The NAR is a defendant. Also named as defendants are what the suit says are the four top real estate brokers in the nation: Realogy Holdings, of Madison, N.J.; HomeServices of America, of Minneapolis; RE/MAX, of Denver; and Keller Williams Realty, of Austin, Texas.
The NAR has argued its MLS system was "explicitly permitted by the Department of Justice in a consent decree," which was approved by Chicago Federal District Judge Matthew Kennelly.
In a recent brief filed in federal court, the Justice Department said the NAR is wrong.
The department and the NAR entered into a consent decree in 2008, which prohibited the NAR from barring or impeding brokers from using virtual office websites, as opposed to brick-and-mortar offices. The decree came about because the NAR had rules that allegedly thwarted the effectiveness of websites operated by brokers, the department said.
However, nothing in the case addressed the allegation made in the MLS class action, the Justice Department said in a recent brief filed in federal court.
"The consent decree resolved the United States’ antitrust claims against NAR for its exclusionary policies targeting brokers using innovative platforms. In that case the United States did not examine the rest of NAR’s policies, including those at issue here, and therefore those policies simply were not subjected to antitrust scrutiny. Importantly, those other policies were in no sense analyzed and found consistent with antitrust laws. NAR attempts to give the decree much broader significance, but it does so through an imprecise reading of the decree," the Justice Department argued.
The department added that Judge Kennelly may have approved the decree, but the decree did not concern the MLS rules in question, so the judge was not, in turn, approving those rules.
U.S. District Judge Andrea Wood is presiding over the class action.
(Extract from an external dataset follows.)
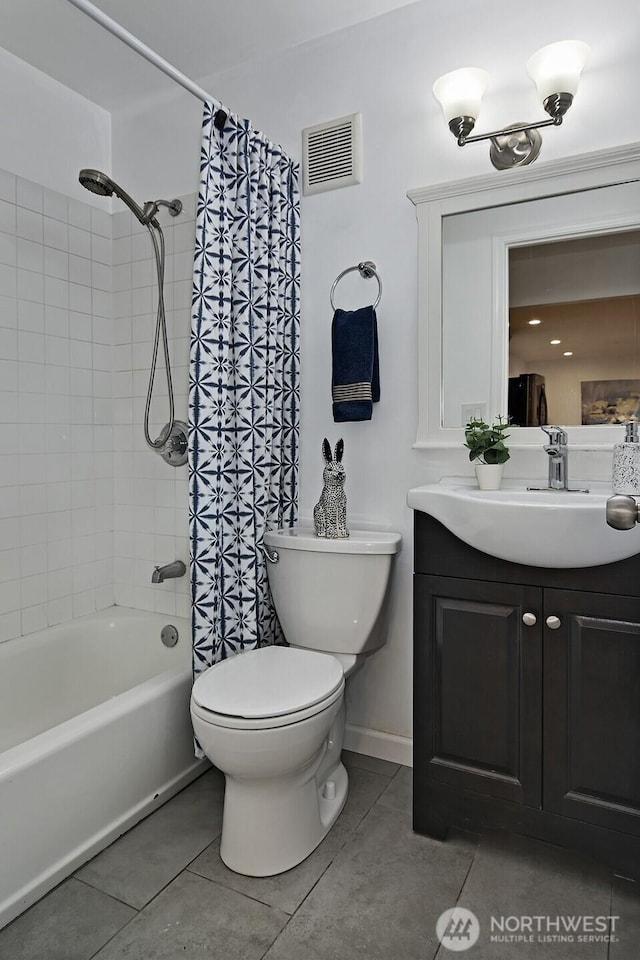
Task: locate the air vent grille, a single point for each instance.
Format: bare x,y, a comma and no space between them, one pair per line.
332,154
A status hearing is Dec. 12.
Plaintiffs have been represented by the following firms: Cohen, Milstein, Sellers & Toll, of Chicago; Handley, Farah & Anderson, of Washington, D.C.; Hagens Berman Sobol Shapiro, of Chicago; Teske, Katz, Kitzer & Rochel, of Minneapolis; Susman Godfrey LLP, of Houston; Wright, Marsh & Levy, of Las Vegas; Wexler Wallace LLP, of Chicago; Gustafson Gluek PLLC, of Minneapolis; and Justice Catalyst Law, of Brooklyn.
Defendants have been represented by attorney Jack Bierig and others at the firms of Schiff Hardin LLP, of Chicago; Morgan, Lewis & Bockius, of Philadelphia; Barnes & Thornburg, of Indianapolis; Foley & Lardner, Milwaukee; Holland & Knight, of Tampa, Fla.; and Jones Day, of Chicago.